Using this medicine while you are pregnant can harm your unborn baby. Use an effective form of birth control to keep from getting pregnant. If you think you have become pregnant while using the medicine, tell your doctor right away.
Do not take itraconazole (Sporanox®) or ketoconazole (Nizoral®) while you are using this medicine. Using any of them together with this medicine may increase the chance of serious side effects.
If you develop any unusual and strange thoughts or behavior while you are taking alprazolam, be sure to discuss it with your doctor. Some changes that have occurred in people taking this medicine are like those seen in people who drink alcohol and then act in a manner that is not normal.
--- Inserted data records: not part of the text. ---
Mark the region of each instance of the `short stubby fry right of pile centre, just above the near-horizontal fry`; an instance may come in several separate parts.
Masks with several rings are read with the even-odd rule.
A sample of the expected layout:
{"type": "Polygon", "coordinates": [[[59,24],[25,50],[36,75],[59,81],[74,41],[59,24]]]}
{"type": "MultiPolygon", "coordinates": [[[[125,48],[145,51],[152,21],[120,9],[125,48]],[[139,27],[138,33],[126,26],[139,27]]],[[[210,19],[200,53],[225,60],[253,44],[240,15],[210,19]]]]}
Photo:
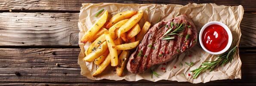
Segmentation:
{"type": "Polygon", "coordinates": [[[133,26],[132,29],[127,31],[127,38],[131,39],[132,37],[135,37],[137,34],[139,34],[140,27],[139,24],[137,23],[136,25],[133,26]]]}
Other changes may be more unusual and extreme, such as confusion, worsening of depression, hallucinations (seeing, hearing, or feeling things that are not there), suicidal thoughts, and unusual excitement, nervousness, or irritability.
Alprazolam may cause some people, especially older persons, to become drowsy, dizzy or less alert than they are normally. Make sure you know how you react to this medicine before you drive, use machines, or do anything else that could be dangerous if you are dizzy, or are not alert or able to see well.
Do not stop taking this medicine without checking with your doctor first. Your doctor may want you to gradually reduce the amount you are using before stopping it completely. This may help prevent a worsening of your condition and reduce the possibility of withdrawal symptoms, such as convulsions (seizures), stomach or muscle cramps, sweating, tremors, vomiting, or unusual behavior.
This medicine will add to the effects of alcohol and other central nervous system (CNS) depressants. CNS depressants are medicines that slow down the nervous system, which may cause drowsiness or make you less alert. Some examples of CNS depressants are antihistamines or medicine for hay fever, allergies, or colds; sedatives, tranquilizers, or sleeping medicine; prescription pain medicine or narcotics; barbiturates (used for seizures); muscle relaxants; or anesthetics (numbing medicines), including some dental anesthetics. This effect may last for a few days after you stop taking this medicine. Check with your doctor before taking any of the above while you are using this medicine.
Do not take other medicines unless they have been discussed with your doctor. This includes prescription or nonprescription (over-the-counter [OTC]) medicines and herbal or vitamin supplements.